Desde entonces, gobiernos
que se llenan la boca con la palabra libertad han trabajado coordinadamente
para sentar un precedente peligroso. Estados Unidos solicitó la extradición de
Assange bajo la Ley de Espionaje de 1917, una norma pensada para tiempos de
guerra y nunca antes aplicada a un editor. Si ese precedente se consolidaba,
cualquier periodista, en cualquier país, podría ser procesado por publicar
información veraz incómoda para una potencia militar..
Mientras tanto, quienes
defienden a Assange son caricaturizados como radicales, ingenuos o
conspiranoicos. Es la táctica clásica: deslegitimar al defensor para no debatir
el fondo. Pero el fondo es incómodo. Porque obliga a mirar de frente el vínculo
entre democracia formal y violencia estructural.
Assange no encaja porque
no pide permiso, no negocia titulares, no suaviza el lenguaje para hacerlo
digerible. Publica lo que existe. Y eso desnuda la arquitectura real del poder.

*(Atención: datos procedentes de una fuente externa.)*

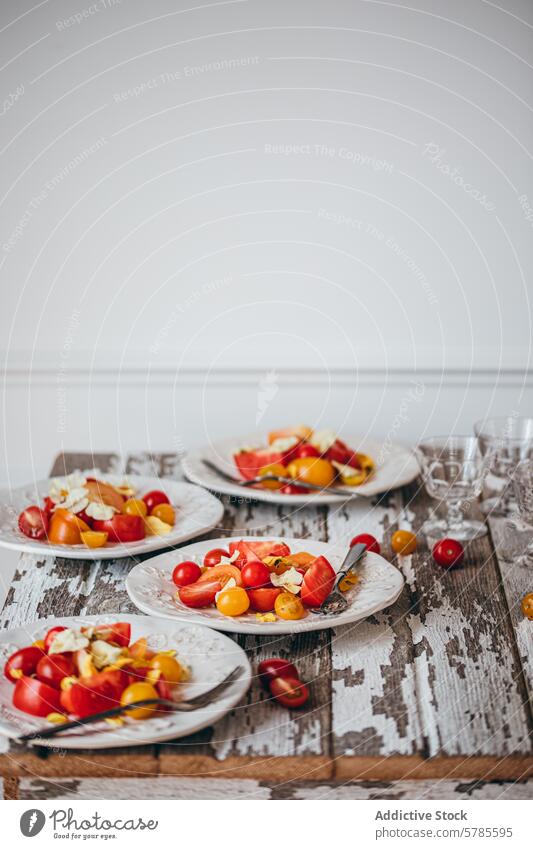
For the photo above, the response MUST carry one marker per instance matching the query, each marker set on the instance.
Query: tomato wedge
(318, 582)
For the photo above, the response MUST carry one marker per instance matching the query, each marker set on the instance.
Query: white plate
(197, 512)
(151, 589)
(209, 655)
(395, 466)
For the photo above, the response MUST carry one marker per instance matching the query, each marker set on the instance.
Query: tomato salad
(316, 457)
(85, 510)
(260, 576)
(74, 673)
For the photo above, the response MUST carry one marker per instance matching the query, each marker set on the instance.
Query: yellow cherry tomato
(135, 507)
(273, 469)
(289, 606)
(165, 512)
(312, 470)
(136, 693)
(170, 669)
(233, 602)
(94, 539)
(527, 605)
(403, 542)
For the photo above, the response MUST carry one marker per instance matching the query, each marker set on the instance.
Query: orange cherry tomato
(165, 512)
(403, 542)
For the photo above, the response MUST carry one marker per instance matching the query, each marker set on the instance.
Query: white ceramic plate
(209, 655)
(197, 512)
(395, 466)
(151, 589)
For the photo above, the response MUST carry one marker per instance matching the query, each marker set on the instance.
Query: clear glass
(505, 441)
(454, 470)
(522, 484)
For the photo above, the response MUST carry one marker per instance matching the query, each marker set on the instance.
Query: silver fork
(197, 702)
(336, 602)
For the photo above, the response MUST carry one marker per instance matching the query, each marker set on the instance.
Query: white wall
(337, 192)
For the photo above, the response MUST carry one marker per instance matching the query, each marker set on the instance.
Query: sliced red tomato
(263, 599)
(318, 582)
(98, 692)
(34, 523)
(199, 594)
(35, 697)
(23, 662)
(51, 669)
(121, 528)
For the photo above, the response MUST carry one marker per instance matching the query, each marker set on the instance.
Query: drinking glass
(505, 441)
(454, 470)
(523, 489)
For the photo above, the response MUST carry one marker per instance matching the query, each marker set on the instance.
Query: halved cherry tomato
(186, 573)
(213, 557)
(367, 539)
(222, 574)
(155, 497)
(51, 669)
(255, 574)
(23, 662)
(35, 697)
(275, 667)
(199, 594)
(34, 523)
(317, 583)
(121, 528)
(263, 599)
(50, 636)
(290, 692)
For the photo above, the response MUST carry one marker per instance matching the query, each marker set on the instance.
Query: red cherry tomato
(318, 582)
(290, 692)
(35, 697)
(200, 594)
(255, 574)
(213, 557)
(52, 668)
(186, 573)
(48, 640)
(263, 599)
(371, 542)
(153, 498)
(448, 553)
(34, 522)
(275, 667)
(23, 662)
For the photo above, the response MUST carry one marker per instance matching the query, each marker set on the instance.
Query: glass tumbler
(454, 470)
(505, 441)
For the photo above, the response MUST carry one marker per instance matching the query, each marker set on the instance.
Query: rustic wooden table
(429, 699)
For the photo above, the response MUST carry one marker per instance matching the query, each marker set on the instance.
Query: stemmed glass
(453, 470)
(523, 489)
(505, 441)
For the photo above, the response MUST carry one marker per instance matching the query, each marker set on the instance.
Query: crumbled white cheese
(68, 640)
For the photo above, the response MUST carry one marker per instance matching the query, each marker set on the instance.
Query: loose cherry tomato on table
(255, 574)
(34, 523)
(367, 539)
(448, 553)
(199, 594)
(33, 696)
(213, 557)
(23, 662)
(275, 667)
(51, 669)
(155, 497)
(290, 692)
(186, 573)
(403, 542)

Guerras ilegales, espionaje masivo, chantaje diplomático, corrupción
estructural.
No es casual que mientras
se encarcela a quien revela crímenes de guerra, se blanquee a quienes los
ordenan. Las y los responsables de invasiones ilegales, de programas de tortura
y de asesinatos selectivos cobran conferencias millonarias y escriben memorias
de éxito. El problema nunca fue la violencia. El problema fue mostrarla.
La persecución contra
Assange ha contado con silencios cómplices. De gobiernos progresistas y
conservadores. De grandes medios que publicaron los cables y luego miraron
hacia otro lado. De instituciones que presumen de derechos humanos mientras
aceptan que un editor se pudra en una celda por hacer su trabajo.
El mundo necesita a
Assange porque necesita saber cómo funciona realmente el poder. Porque sin
filtraciones, sin fuentes protegidas, sin periodistas dispuestos a asumir
riesgos, la democracia se convierte en un decorado. Bonito por fuera. Vacío por
dentro.
No se trata de idolatrar a una persona. Se trata de defender un principio. Que decir la verdad no sea un delito. Que informar no sea equiparado a espiar. Que el periodismo no sea castigado como si fuera terrorismo.